From: Poker Joker on 28 Sep 2006 22:51 <cbrown(a)cbrownsystems.com> wrote in message news:1159495306.456537.79590(a)e3g2000cwe.googlegroups.com... > Apply your logic to "oddven". > > A natural number is even if it is of the form 2*n, and odd if it is not > of this form. A number is oddven if it is both even and odd. > > 1) Assume that n is oddven. > 2) If it is oddven, then it is even; so it is of the form 2*n. > 3) But if it is oddven, then it is odd; and therefore it is not of the > form 2*n. > 4) Contradiction; therefore no such n exists. First, the OP isn't saying anything is wrong with "proofs by contradiction". He's saying that there is a meaningless definition like "This statement is false." There is no meaningless definition in your step 2. Defining a real number in terms of all real numbers in a set is self referential if the set contains all the real numbers. The same is true for lists. So under the assumption that the list *MIGHT* contain all the real numbers, we can't say that the definition is not self-referential. Therefore it is meaningless.
From: William Hughes on 28 Sep 2006 23:07
Poker Joker wrote: > <cbrown(a)cbrownsystems.com> wrote in message > news:1159495306.456537.79590(a)e3g2000cwe.googlegroups.com... > > > Apply your logic to "oddven". > > > > A natural number is even if it is of the form 2*n, and odd if it is not > > of this form.

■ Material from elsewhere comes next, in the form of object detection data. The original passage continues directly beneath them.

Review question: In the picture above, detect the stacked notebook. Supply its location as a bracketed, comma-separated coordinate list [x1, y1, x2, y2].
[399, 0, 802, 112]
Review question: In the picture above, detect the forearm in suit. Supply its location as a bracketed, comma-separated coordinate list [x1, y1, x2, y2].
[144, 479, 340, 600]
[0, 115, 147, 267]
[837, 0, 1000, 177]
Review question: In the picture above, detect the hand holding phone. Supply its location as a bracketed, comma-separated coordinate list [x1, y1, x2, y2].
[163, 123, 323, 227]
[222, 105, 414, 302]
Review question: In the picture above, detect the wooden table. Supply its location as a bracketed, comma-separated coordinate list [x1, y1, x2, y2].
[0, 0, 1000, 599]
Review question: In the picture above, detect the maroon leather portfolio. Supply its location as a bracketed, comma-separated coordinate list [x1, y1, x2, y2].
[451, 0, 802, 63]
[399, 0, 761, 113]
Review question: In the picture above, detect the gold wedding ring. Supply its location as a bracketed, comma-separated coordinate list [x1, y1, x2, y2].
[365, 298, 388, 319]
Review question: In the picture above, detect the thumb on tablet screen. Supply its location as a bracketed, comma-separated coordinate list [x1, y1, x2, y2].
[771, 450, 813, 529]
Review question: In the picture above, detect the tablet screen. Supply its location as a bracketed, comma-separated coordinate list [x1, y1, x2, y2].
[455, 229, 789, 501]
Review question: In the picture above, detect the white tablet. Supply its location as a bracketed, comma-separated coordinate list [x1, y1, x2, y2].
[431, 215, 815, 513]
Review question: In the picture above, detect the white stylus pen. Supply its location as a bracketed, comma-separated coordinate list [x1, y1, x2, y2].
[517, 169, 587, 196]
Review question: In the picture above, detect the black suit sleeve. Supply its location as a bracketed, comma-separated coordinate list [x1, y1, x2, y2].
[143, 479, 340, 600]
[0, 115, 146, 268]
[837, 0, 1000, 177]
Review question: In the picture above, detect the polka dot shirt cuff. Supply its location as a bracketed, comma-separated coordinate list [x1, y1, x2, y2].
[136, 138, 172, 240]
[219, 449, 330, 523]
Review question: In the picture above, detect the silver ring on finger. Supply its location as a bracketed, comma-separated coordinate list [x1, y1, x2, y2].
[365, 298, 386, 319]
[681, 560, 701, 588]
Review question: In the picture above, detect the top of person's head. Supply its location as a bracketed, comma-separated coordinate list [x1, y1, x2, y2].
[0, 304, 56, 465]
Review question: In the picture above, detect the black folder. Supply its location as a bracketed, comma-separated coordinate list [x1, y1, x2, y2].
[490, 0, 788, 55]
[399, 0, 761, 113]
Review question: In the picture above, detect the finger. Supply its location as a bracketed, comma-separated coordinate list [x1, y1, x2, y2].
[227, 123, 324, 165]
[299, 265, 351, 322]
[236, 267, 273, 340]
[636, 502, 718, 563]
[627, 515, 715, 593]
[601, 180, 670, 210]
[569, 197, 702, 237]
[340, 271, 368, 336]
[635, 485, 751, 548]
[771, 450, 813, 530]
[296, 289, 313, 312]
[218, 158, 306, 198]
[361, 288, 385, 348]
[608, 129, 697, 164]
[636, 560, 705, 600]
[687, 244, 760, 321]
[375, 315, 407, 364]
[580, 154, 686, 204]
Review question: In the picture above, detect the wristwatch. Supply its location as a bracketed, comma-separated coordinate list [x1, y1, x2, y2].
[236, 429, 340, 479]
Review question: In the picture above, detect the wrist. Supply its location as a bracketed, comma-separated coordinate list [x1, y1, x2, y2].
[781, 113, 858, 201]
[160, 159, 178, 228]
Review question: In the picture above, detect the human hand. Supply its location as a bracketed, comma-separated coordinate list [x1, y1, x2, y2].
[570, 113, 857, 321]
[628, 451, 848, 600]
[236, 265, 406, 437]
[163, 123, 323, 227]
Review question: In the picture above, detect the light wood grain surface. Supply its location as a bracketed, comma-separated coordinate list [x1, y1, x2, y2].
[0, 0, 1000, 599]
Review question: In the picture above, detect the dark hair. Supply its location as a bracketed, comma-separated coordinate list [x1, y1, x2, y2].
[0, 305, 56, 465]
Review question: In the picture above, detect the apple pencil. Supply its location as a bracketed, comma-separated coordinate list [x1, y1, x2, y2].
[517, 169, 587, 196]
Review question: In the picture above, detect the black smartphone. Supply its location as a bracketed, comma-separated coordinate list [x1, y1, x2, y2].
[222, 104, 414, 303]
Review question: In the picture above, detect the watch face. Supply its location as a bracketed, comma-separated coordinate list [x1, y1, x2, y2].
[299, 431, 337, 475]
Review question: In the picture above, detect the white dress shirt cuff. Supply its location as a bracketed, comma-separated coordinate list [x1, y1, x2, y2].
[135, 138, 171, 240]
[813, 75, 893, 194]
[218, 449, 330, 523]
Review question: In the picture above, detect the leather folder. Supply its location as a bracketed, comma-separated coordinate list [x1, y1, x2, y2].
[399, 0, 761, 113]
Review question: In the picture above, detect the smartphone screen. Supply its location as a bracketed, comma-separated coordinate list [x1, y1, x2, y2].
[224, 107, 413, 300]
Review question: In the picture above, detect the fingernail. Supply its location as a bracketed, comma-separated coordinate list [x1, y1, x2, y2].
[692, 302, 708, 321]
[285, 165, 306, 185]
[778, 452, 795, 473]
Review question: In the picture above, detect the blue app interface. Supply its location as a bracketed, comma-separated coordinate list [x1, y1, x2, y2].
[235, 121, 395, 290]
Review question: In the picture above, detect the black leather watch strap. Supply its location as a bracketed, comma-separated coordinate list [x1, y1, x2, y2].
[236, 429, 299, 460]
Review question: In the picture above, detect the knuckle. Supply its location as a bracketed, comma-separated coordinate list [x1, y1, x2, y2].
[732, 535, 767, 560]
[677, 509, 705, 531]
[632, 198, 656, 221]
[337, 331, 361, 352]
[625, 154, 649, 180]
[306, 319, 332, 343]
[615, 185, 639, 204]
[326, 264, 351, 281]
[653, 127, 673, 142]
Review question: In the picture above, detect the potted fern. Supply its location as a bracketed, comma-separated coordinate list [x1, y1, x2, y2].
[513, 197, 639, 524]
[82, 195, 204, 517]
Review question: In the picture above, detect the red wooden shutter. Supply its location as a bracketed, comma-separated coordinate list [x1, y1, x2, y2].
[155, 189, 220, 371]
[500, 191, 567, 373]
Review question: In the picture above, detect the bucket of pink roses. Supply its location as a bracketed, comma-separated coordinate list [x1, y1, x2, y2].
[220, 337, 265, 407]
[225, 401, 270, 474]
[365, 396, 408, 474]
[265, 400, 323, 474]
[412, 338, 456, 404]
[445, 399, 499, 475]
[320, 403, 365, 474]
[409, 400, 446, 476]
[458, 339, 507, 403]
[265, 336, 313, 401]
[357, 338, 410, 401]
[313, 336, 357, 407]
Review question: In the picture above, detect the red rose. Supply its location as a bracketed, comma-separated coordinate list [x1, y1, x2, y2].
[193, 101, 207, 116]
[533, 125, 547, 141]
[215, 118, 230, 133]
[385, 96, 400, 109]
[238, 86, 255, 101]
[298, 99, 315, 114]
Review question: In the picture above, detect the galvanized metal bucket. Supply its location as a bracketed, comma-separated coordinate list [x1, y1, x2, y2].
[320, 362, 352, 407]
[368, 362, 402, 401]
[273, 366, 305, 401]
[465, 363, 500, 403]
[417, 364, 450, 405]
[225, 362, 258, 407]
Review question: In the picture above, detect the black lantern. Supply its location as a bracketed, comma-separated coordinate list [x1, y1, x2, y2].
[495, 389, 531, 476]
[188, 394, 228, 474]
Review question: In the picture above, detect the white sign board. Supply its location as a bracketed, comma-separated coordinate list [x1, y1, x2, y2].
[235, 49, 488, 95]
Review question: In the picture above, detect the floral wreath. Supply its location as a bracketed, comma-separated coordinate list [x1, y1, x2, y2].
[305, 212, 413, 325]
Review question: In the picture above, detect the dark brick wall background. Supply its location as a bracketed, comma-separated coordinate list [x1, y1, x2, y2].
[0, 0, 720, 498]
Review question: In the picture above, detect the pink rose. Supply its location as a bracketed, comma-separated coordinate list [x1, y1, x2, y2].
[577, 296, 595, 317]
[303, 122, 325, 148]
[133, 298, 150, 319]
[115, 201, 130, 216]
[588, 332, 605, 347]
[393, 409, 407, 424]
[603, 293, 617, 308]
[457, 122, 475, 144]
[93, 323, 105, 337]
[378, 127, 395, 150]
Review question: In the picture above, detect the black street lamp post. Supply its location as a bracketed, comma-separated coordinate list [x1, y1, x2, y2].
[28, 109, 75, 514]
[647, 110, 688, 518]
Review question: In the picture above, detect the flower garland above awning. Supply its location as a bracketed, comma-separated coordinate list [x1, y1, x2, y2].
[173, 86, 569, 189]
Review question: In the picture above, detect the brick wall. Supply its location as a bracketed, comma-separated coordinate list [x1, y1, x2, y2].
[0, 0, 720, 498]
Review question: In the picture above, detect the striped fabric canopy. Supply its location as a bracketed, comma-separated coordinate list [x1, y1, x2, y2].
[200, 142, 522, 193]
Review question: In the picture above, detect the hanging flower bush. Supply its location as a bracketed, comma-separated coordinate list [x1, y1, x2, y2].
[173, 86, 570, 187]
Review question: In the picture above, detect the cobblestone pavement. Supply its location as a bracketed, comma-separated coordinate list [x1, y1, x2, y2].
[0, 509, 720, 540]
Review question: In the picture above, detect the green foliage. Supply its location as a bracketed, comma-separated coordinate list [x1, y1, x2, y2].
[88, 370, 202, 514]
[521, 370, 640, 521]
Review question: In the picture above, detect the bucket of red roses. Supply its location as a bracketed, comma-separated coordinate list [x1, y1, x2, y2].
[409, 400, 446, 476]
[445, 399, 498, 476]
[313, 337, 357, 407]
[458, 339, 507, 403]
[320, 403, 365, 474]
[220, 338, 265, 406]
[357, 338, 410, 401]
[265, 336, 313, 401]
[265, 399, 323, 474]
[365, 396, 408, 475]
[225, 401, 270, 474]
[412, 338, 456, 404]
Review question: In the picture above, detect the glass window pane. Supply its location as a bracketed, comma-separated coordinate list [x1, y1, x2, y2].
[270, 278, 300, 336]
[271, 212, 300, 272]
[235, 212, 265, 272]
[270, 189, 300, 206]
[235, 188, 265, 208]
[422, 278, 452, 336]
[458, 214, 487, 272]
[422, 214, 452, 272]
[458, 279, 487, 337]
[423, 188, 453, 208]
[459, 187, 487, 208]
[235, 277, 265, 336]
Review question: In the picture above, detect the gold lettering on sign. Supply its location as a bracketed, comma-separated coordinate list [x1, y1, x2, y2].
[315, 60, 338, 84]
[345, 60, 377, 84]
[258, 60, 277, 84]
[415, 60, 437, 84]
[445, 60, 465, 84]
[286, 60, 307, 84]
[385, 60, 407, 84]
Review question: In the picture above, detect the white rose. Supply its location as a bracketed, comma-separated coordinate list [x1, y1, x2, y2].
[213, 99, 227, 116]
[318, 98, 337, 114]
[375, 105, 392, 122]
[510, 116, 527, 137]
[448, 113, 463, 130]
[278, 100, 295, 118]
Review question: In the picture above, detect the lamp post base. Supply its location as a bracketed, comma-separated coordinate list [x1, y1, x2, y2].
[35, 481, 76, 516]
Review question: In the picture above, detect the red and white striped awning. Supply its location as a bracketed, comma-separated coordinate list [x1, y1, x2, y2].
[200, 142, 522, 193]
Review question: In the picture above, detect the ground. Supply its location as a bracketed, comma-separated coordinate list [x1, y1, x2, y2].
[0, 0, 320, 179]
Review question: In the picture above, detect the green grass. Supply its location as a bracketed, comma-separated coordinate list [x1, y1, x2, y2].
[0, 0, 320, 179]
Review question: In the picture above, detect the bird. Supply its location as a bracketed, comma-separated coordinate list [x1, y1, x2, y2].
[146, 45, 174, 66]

A number is oddven if it is both even and odd. > > > > 1) Assume that n is oddven. > > 2) If it is oddven, then it is even; so it is of the form 2*n. > > 3) But if it is oddven, then it is odd; and therefore it is not of the > > form 2*n. > > 4) Contradiction; therefore no such n exists. > > First, the OP isn't saying anything is wrong with "proofs > by contradiction". He's saying that there is a meaningless > definition like "This statement is false." > > There is no meaningless definition in your step 2. > > Defining a real number in terms of all real numbers in a > set is self referential if the set contains all the real > numbers. The same is true for lists. So under the > assumption that the list *MIGHT* contain all the real > numbers, we can't say that the definition is not > self-referential. Therefore it is meaningless. Nope. The steps are as follows. Consider a list of real numbers L. (At this point we do not know if L contains all real numbers or not). In your terminology, L might contain all real numbers. Define a procedure D, that takes a list M and produces a real number r=D(M). This procedure D will work on any list M Apply the procedure D to the list L to get a real number r=D(L). Note that D(L) exists because we can apply D to any list. The fact that L *might* contain all the real numbers is not a problem because D was defined in such a way that it can be applied to any list. We now have a list L and a real number r. We argue that by the way r was constructed r cannot be an element of L. At this point we conclude that L does not contain all the real numbers. There is nothing self referential here. - William Hughes |